Experts discussed clinical questions regarding migraine treatments and COVID-19 vaccines.
There is no evidence that over-the-counter and prescription migraine treatments affect the immunogenicity of COVID-19 vaccinations, according to headache experts.
Nonsteroidal anti-inflammatory drugs (NSAIDs), acetaminophen, calcitonin-gene-related peptide (CGRP) monoclonal antibody (mAb) treatments, and onabotulinumtoxinA (Botox; Allergan) should not affect patients’ immune response when receiving COVID-19 vaccines, according to a guest editorial published in Headache: The Journal of Headache and Face Pain. The authors discussed clinical questions regarding migraine treatments and COVID-19 vaccine efficacy and safety in the editorial.
No specific studies of the use of acetaminophen and/or NSAIDs have been done to examine any effect on COVID‐19 vaccine immunogenicity in adults, wrote Amy A. Gelfand, MD, director of the Child & Adolescent Headache Program at the University of California, San Francisco, and Gregory Poland, MD, founder of the Mayo Vaccine Research Group at Mayo Clinic in Rochester, Minnesota.
Although the CDC does not recommend routine prophylactic use of NSAIDs or acetaminophen before a vaccine, the organization said they can be taken for treatment of post‐vaccination local or systemic reactions if needed.
Information on the impact of such use on mRNA COVID‐19 vaccine‐induced antibody responses is not available currently, according to the CDC.
However, in the AstraZeneca clinical trials of the adenovirus‐vectored vaccine, several sites utilized pre‐injection prophylactic paracetamol to reduce vaccine reactogenicity with no apparent detrimental effect on subsequent antibody response, the authors wrote.
“Furthermore, the mRNA and adenovirus‐vectored COVID‐19 vaccines appear to induce very high levels of protective antibody levels—higher than what many believe may be needed for protective efficacy….Given the high level of antibody response and extraordinary efficacy of the mRNA vaccines, and the need for readily available over‐the‐counter treatment of migraine and other headache disorders, our opinion would be to use either medication as needed for treatment,” they said.
Preventive CGRP mAb treatments will also not impair the body’s immunologic response to any COVID‐19 vaccine, according to the authors. “…Clinical trial evidence with these mAbs has not suggested that they are immunosuppressive or myelosuppressive—nor would they be expected to be given the molecular engineering they have undergone,” the authors wrote.
“At this point, there are no data to suggest that such treatments would in any way interfere with COVID‐19 vaccine immunogenicity, safety, or efficacy,” they added.
Some patients receiving onabotulinumtoxinA (Botox) for migraine treatment may wonder whether onabotulinumtoxinA is considered a dermal filler.

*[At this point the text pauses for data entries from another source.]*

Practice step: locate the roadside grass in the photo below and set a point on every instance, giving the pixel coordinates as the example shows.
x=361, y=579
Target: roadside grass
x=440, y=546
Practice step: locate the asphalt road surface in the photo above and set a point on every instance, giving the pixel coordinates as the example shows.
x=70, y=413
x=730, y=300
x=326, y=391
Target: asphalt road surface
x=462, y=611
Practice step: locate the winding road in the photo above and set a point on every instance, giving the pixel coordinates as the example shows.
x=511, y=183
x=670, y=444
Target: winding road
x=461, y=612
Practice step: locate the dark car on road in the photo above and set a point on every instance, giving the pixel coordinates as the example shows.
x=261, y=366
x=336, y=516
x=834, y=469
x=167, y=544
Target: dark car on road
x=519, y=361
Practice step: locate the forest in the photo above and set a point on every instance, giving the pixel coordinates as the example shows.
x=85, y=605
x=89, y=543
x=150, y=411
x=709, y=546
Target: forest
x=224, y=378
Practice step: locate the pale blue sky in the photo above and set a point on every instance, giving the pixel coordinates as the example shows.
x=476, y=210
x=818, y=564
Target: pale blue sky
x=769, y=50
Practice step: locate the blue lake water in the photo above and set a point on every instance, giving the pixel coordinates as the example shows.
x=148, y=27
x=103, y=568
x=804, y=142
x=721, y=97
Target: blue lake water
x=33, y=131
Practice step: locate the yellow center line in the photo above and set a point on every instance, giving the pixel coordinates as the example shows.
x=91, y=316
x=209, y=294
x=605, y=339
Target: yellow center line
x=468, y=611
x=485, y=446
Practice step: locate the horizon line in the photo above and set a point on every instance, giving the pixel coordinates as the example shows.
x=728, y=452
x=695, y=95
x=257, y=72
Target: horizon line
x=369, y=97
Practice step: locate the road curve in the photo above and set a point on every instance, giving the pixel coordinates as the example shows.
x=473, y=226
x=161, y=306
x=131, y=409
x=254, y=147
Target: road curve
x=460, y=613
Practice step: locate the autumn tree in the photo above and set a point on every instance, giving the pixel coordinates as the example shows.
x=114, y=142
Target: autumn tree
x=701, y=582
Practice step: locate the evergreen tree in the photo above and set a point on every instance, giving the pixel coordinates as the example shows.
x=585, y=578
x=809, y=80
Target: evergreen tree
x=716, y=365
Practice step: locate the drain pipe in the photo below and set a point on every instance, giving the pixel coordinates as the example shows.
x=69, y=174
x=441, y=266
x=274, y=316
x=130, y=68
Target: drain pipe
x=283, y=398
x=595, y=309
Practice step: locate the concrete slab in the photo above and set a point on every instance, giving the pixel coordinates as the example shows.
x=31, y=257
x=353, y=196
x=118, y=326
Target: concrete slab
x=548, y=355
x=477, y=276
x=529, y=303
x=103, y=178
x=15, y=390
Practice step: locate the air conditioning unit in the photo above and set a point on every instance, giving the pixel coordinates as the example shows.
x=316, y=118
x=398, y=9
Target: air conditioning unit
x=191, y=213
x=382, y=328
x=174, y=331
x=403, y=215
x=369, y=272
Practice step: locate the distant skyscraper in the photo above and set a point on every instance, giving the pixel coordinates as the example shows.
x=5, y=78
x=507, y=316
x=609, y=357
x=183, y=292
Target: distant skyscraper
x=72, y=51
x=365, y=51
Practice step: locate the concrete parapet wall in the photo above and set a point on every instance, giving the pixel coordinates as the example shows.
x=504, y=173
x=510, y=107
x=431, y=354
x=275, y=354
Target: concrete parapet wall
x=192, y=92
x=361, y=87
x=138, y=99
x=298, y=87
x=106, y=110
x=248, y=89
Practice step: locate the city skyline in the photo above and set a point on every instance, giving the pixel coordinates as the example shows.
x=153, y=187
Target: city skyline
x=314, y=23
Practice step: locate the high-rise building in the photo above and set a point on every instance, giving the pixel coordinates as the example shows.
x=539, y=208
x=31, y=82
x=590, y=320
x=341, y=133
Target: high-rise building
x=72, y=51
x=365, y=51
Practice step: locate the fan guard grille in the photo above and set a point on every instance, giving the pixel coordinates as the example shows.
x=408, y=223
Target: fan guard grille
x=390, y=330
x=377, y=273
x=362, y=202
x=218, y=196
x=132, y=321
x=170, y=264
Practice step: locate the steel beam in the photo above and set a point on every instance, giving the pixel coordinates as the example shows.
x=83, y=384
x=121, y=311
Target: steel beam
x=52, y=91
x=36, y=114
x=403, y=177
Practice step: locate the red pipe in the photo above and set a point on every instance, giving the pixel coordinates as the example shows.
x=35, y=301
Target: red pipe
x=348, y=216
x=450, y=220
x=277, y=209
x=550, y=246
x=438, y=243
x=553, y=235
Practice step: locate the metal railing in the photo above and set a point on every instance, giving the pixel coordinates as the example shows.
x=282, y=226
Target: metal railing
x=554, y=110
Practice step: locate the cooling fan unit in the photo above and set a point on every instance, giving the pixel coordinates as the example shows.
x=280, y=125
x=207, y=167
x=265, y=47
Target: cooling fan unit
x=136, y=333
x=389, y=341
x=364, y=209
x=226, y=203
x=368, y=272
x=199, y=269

The FDA reported that 2 participants in the Moderna COVID‐19 vaccine trial who had dermal fillers experienced facial swelling in those areas after receiving the Moderna mRNA vaccine.
However, Botox is not concerned a facial filler. “Facial fillers are substances injected to provide volume or fullness, and are unrelated to onabotulinumtoxinA. Therefore, this observation is not pertinent to patients receiving onabotulinumtoxinA injections for treatment of chronic migraine,” the authors wrote.
In addition, there is “no reason to think” that onabotulinumtoxinA impairs the immune response to any COVID‐19 vaccine, they wrote. As such, the authors concluded that there is no evidence to suggest that preventive migraine should be delayed with regard to timing of COVID-19 vaccine administration.